As all of you know, there is no real way to upscale anything really (except for vector graphics…), because you cannot generate any detail that isn’t there, out of nothing. There are many cases where there ARE more details, but not obviously visible, where you can do a nice job with the right sharpen algorithms, but also this is no “real” upscaling. Clear.

This was the situation, until somebody had the idea to use AI…
Due to rather quick inventions and later “central” implementations, a lot of developers presented a lot of software, that at the end of the day mostly used the same algorithms, and this looked very, very intersting in the beginning. There were and are samples over samples that look unbelievably good, quite magic.
So I tested everything I could get - whenever I found the time for it - I thought: First see, then think. If it worked really well, the algorithms are not worth to think about, at least for me, who did not intend to take part in this by coding, just as a user.

The first upscale I did (after a lot of testing I decided to use Gigapixel for it) was for a reproduction of an old painting, to get a more detailled printing master. This worked incredibly well! In THIS case…
It worked, because the brushstrokes are some kind of pattern that made it easy for Gigapixel to find SIMILAR PATTERNS in its database. And this is what it’s all about in the end, and with all machine learning:

To find a similar pattern that you can use for details! But…

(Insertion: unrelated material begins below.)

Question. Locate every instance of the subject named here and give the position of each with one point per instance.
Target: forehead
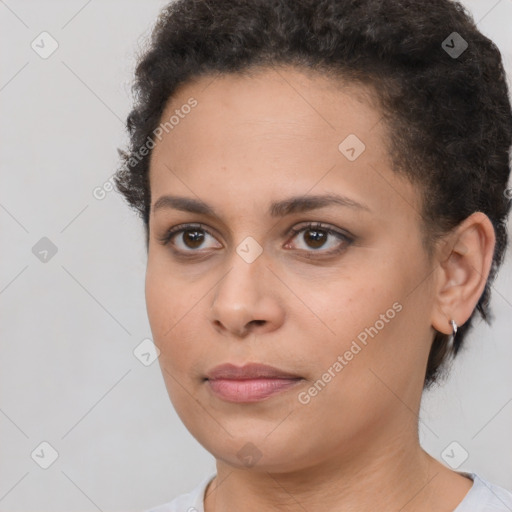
(268, 133)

This finding similarities is done by accident! Only similarity counts! That means, that if the structure of a distant grass valley for some reasons looks like nearby green coloured hair, then the machine learning algorithm MAY decide to use this structure and add details to the grass from somebody’s green hair.
You MAY not notice this in a picture - sometimes you don’t, somtimes you do, accidentally.
But in a video you always notice it, because the used patterns CHANGE all the time. That means, in one frame AI uses different patterns than in the next ones. So this generates a lot of noise, unsteadiness, flicker a.s.o.
I made a lot of tests with it, wrote some not too bad avisynth-scripts to compensate these effects - not useless, but also not convincing in the end. No real upscaling possible, least of all upscaling old, not so good material, which would have been a great goal!

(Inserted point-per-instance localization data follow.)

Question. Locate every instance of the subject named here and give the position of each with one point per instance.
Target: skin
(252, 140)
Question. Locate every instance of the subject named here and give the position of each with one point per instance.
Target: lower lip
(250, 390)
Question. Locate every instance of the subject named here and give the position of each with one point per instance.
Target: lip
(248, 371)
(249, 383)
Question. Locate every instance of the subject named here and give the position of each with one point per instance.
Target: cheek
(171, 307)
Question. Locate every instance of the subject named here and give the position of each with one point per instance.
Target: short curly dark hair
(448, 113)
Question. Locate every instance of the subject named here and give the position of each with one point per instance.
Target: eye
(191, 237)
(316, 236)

The newer thing about real video-AI-upscaling then was that they tried to use
-frames from environmental frames of the same scene as part of the database, a wise decision to find really similar structures, but at the cost of not finding more sharpness in most cases…
-implement more steadiness in the selected patterns
So I tested f. e. Gigapixel’s video-tool that one mentioned above.
As expected the winning of details was MUCH less than with image-upscaling. Comparable to a rather medium conventional-“Upscale” quality.

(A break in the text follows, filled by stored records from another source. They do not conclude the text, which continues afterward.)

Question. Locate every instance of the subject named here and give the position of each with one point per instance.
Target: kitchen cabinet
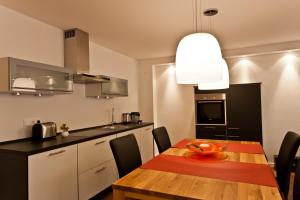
(243, 114)
(53, 174)
(145, 141)
(96, 166)
(75, 167)
(135, 132)
(244, 122)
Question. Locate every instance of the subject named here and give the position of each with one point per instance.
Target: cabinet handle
(100, 170)
(97, 143)
(210, 127)
(233, 136)
(55, 153)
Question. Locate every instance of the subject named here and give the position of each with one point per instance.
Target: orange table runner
(230, 146)
(259, 174)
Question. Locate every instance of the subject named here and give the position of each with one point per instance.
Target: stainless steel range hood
(76, 57)
(88, 78)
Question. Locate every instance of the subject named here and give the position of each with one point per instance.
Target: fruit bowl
(204, 148)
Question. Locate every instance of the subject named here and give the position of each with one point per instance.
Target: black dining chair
(126, 153)
(161, 138)
(296, 192)
(284, 162)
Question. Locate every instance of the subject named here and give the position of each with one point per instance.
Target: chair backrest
(126, 153)
(296, 192)
(284, 162)
(161, 138)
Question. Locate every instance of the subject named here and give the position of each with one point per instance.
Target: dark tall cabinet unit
(243, 113)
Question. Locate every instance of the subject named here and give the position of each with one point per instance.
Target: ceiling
(152, 28)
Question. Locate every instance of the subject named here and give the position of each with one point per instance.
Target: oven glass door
(211, 112)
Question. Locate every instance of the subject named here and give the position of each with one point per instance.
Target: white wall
(279, 74)
(27, 38)
(173, 104)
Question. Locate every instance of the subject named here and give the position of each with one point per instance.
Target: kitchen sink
(114, 127)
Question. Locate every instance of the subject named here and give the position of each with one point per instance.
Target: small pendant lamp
(199, 59)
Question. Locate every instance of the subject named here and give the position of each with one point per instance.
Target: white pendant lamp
(199, 59)
(213, 85)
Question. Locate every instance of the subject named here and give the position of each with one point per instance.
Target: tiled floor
(109, 195)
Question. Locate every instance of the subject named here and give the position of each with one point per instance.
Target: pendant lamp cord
(195, 16)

So I began to think about the situation. My opinion: The problem with all this is:
Added details are still added by simple SIMILARITY, regardless of what origin they have!
So this all is still no real AI, that would work similar to a human restorer. When a restorer adds a lost detail by f. e. restoring a painting, he knows WHAT he restores! F. e. some grass in the distance…
So, what is needed in the future is, to build real HUGE nested databases of all the things you can see out there,
with all nesting, linking, rating, comparing, a. s. o. that a human brain does. So that an algorithm in the end will KNOW that it has to take the RIGHT pattern, and not something that looks just similar.
Until then we will sure ecperience some improvements - but if you really look at close range, it will always have some nature of Frankenstein.